(1) In that day shall this song be sung . . .—The prophet appears once more, as in Isaiah 5:1; Isaiah 12:4, in the character of a psalmist, and what he writes is destined for nothing less than the worship of the new city of the heavenly kingdom.
Salvation will God appoint for walls.—Better, salvation He appoints. The walls of the heavenly city are not of stone or brick, but are themselves as a living force, saving and protecting. The same characteristic thought appears in Isaiah 60:18.
The truth.—Literally, truths; all the many forms of truthfulness in heart and life.
Shall be ashamed for their envy at the people.—Better, they shall see (and be ashamed) the jealousy (of God) for the people. They shall understand something of God’s watchful and zealous care for those whom He loves. It shall be seen that it is as a consuming “fire” (Psalm 79:5) that shall devour His adversaries.
By thee only will we make mention of thy name.—Better, Through Thee alone we celebrate Thy Name. The power to praise God with hymns of thanksgiving (Psalm 45:17) had been restored to Israel, not by man’s strength, but through His interposition on behalf of His people.
Thou hadst removed it far unto all the ends of the earths—Better, Thou hast moved far off the borders of the land. The English Version seems to speak of the exile and dispersion of the people. “What is really meant is, probably, that Jehovah will restore it to its old remoter boundaries, as in the days of David and Solomon. This belongs, of course, to the ideal, and not the historical, restoration.
They poured out a prayer . . .—The word for “prayer” is a peculiar one, commonly used, as in Isaiah 3:3; Isaiah 8:19, for the whispered incantations of the heathen. Here it appears to mean the low-toned prayers, pitched as in a minor key, of the afflicted. In Isaiah 29:4 we have the same thought more fully developed.
Neither have the inhabitants of the world fallen.—Better, Neither were the inhabitants of the world brought to birth, the verb to “fall” being used, as in Wisdom Of Solomon 7:3; Hom., II., xix. 10, of the delivery of a woman with child. The words continue the picture of the fruitlessness of mere human strivings and expectations. The LXX., “They that are in the tombs shall rise,” connects itself with John 5:28-29. (Comp. the like imagery in Isaiah 37:3.) The “creation” was “subject unto vanity,” as in Romans 8:20-22.

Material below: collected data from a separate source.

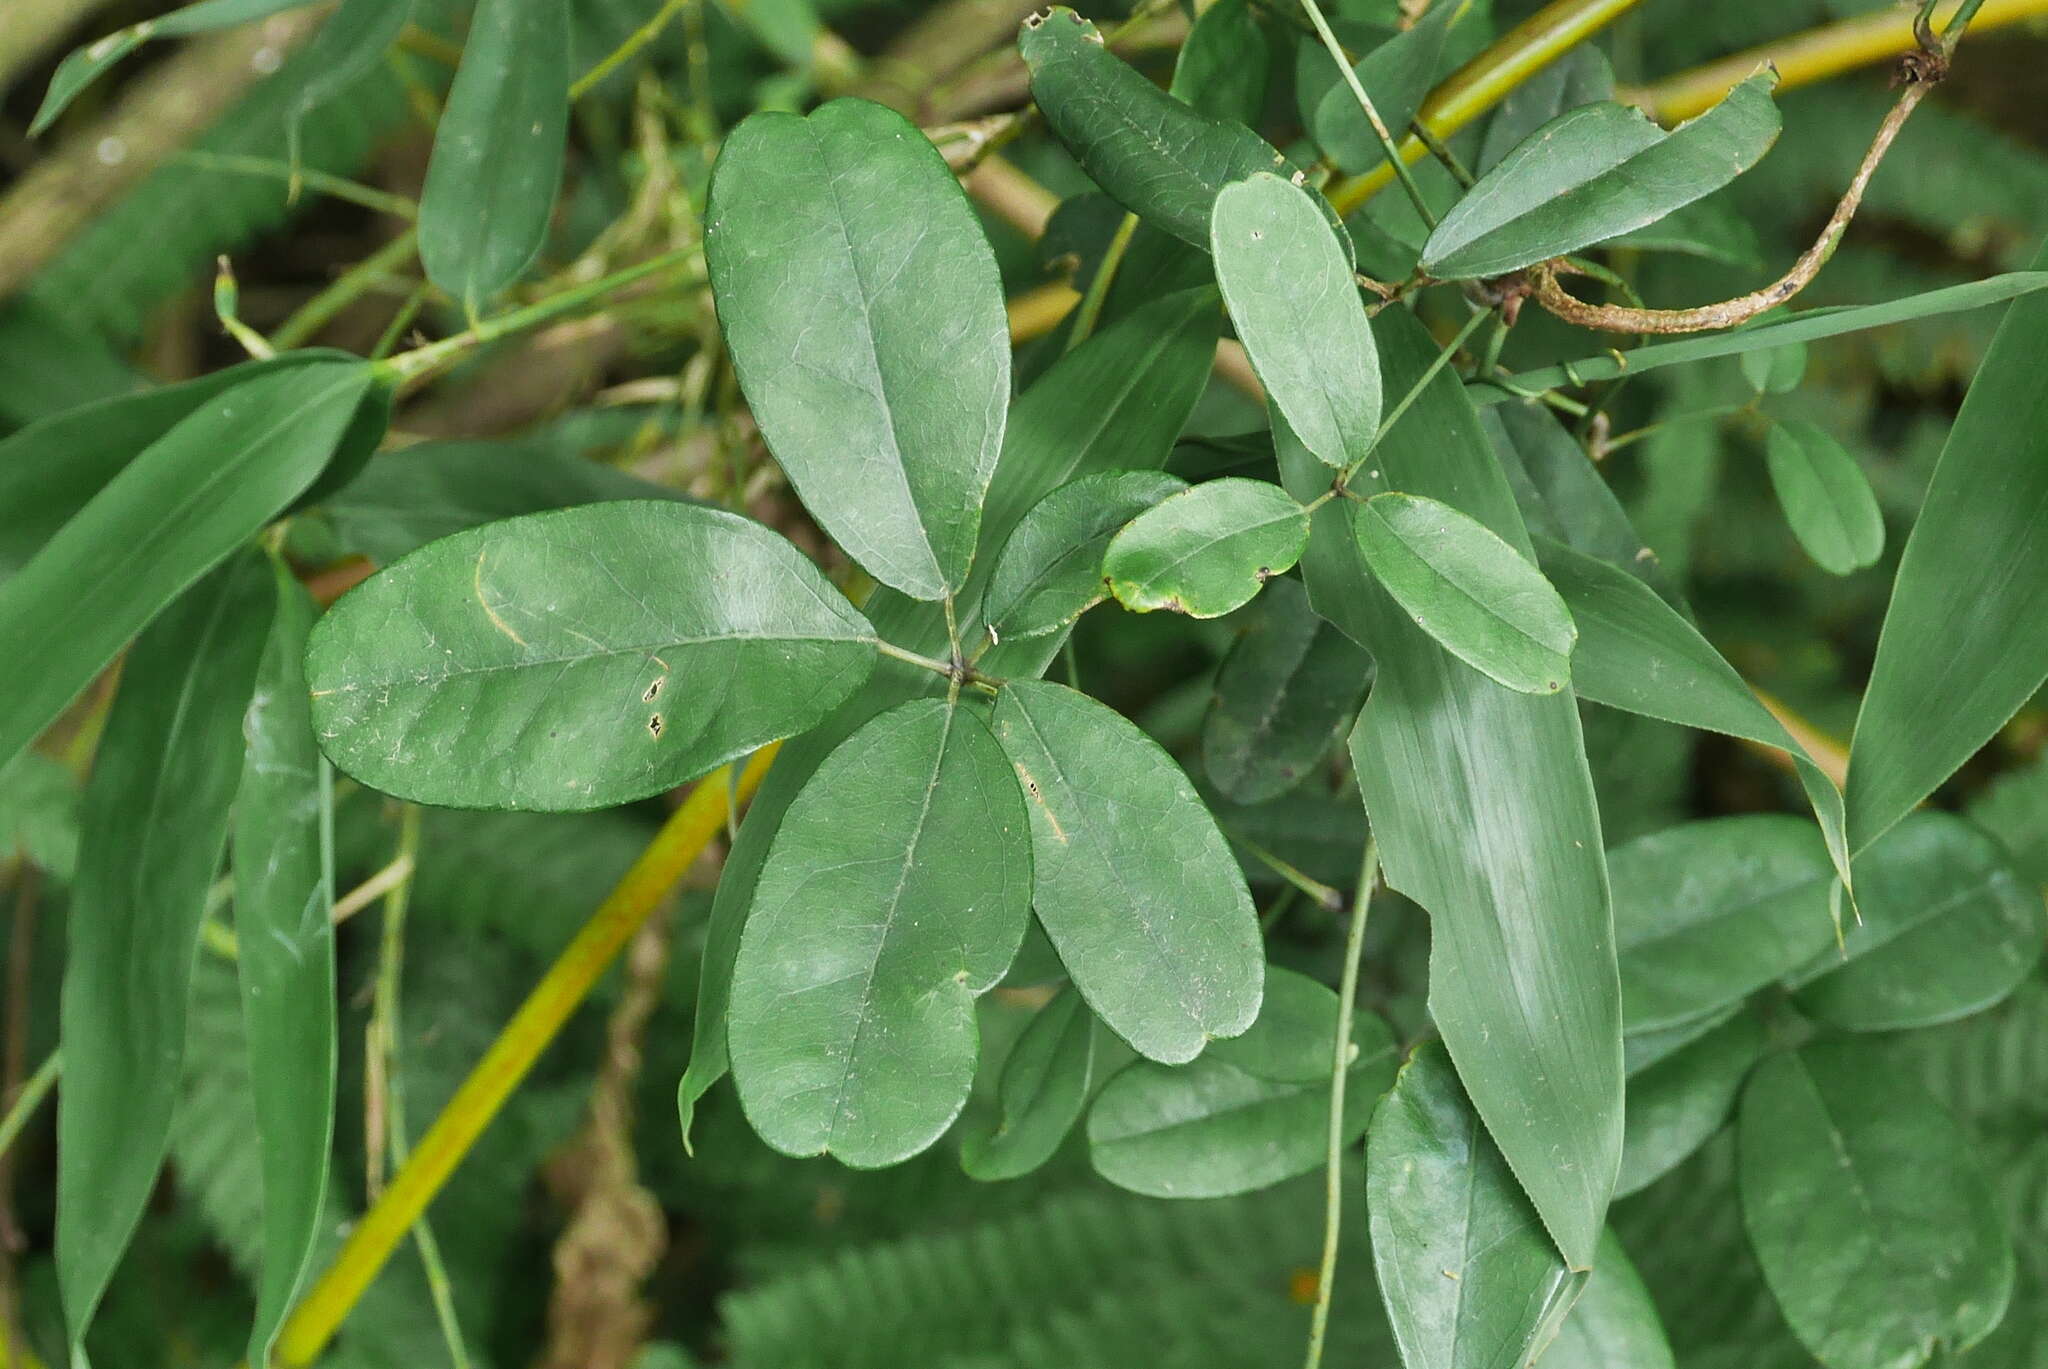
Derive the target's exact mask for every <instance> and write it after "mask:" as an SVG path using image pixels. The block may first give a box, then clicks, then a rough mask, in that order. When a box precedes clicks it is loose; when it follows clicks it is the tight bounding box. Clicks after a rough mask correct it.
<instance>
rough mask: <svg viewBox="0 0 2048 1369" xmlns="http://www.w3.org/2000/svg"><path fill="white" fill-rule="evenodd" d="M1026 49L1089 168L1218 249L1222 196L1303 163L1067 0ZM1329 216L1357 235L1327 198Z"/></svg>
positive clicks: (1074, 153) (1039, 18)
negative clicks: (1186, 85) (1188, 89)
mask: <svg viewBox="0 0 2048 1369" xmlns="http://www.w3.org/2000/svg"><path fill="white" fill-rule="evenodd" d="M1018 51H1020V53H1022V55H1024V66H1026V68H1030V92H1032V98H1034V100H1036V102H1038V109H1040V111H1042V113H1044V121H1047V123H1049V125H1051V127H1053V133H1055V135H1059V141H1063V143H1065V146H1067V152H1071V154H1073V156H1075V160H1077V162H1079V164H1081V170H1085V172H1087V174H1090V178H1092V180H1094V182H1096V184H1100V186H1102V189H1104V191H1108V193H1110V197H1112V199H1116V203H1120V205H1122V207H1124V209H1128V211H1130V213H1135V215H1139V217H1141V219H1145V221H1147V223H1151V225H1155V227H1161V230H1165V232H1169V234H1174V236H1176V238H1180V240H1182V242H1192V244H1194V246H1198V248H1204V250H1206V248H1208V217H1210V207H1212V205H1214V201H1217V193H1219V191H1223V186H1227V184H1231V182H1233V180H1243V178H1245V176H1251V174H1255V172H1278V174H1280V176H1294V174H1296V168H1294V164H1292V162H1288V160H1286V158H1284V156H1280V154H1278V152H1274V148H1272V146H1270V143H1268V141H1266V139H1264V137H1260V135H1257V133H1253V131H1251V129H1247V127H1245V125H1241V123H1233V121H1225V119H1212V117H1210V115H1204V113H1200V111H1196V109H1192V107H1188V105H1182V102H1180V100H1176V98H1174V96H1171V94H1167V92H1165V90H1161V88H1159V86H1155V84H1151V82H1149V80H1145V76H1141V74H1139V72H1137V70H1133V68H1130V66H1128V64H1124V61H1122V59H1120V57H1116V55H1114V53H1110V49H1108V47H1104V45H1102V35H1100V33H1098V31H1096V25H1092V23H1090V20H1085V18H1081V16H1079V14H1075V12H1073V10H1069V8H1065V6H1053V8H1049V10H1044V12H1040V14H1032V16H1030V18H1026V20H1024V31H1022V33H1020V35H1018ZM1317 203H1319V205H1321V213H1323V217H1325V221H1327V223H1329V225H1331V230H1333V232H1337V236H1339V242H1341V244H1346V256H1348V258H1350V238H1346V236H1343V225H1341V223H1339V221H1337V215H1335V211H1333V209H1329V205H1327V203H1325V201H1321V199H1319V201H1317Z"/></svg>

For thy dew is as the dew of herbs.—The rendering is a tenable one, and expresses the thought that as the dew that falls upon the parched and withered plant quickens it to a fresh life, so should the dew of Jehovah’s grace (comp. 2 Samuel 23:4) revive the dying energies of His people. Most interpreters, however, render the words the dew of lights (plural expressing completeness), the dew which is born of the womb of the morning (Psalm 110:3). This, coming as it does from the “Father of Lights” (so the LXX., “The dew that is from Thee shall be healing for them”), shall have power to make the earth cast forth even the shadowy forms of the dead. The verb for “cast forth” is another form of that used in Isaiah 26:18 of childbirth, and is, in this interpretation, used in the same sense.